Another is to have whatever game I make utterly own what it is. In EtN I put the most gruesome image above the fold on the Kickstater, not because it was particularly representative, but because doing so felt like it guaranteed that nobody who’d be really upset would back the game. I don’t think it particularly hurt that game, but here I worry that it would since it might have implications about the nature of the game that wouldn’t be true.
Some games get away with including content that could be upsetting, but making players generate it themselves. I think that a lot of people would feel quite differently about something like Dead of Winter if it explicitly depicted what it would be like to go through a breakdown following beating a bunch of what look like children to death.

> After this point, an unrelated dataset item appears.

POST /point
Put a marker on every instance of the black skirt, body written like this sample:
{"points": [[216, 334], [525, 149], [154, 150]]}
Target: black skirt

However there’s no graphic image or detailed description, the words on the card say less than the reader’s mind will (depending on the nature of the reader, I suppose). I have the option to title a card something like “Sweden’s Toy” and have the art be a little ambiguous, such that a person only sees what they make up for themselves. Though that approach would rule out a certain amount of using quotes from the comic as flavour text, which I think is at least a little desirable.
I don’t think that there’s a single right answer here and perhaps it’s a bit soon for me to be worrying about it. The best answer will probably depend on the game being made and that’ll depend on which one has the best gameplay after some more development. I hope that you’ve found it interesting to share some time thinking about the place of adult content in board games and how to handle it – I think that it does have a place. I strongly feel that a board game should be able to manage any subject matter that a film or book can – but getting the balance just right is a little trickier.
After all, your players are going to have to look each other in the eye while playing it.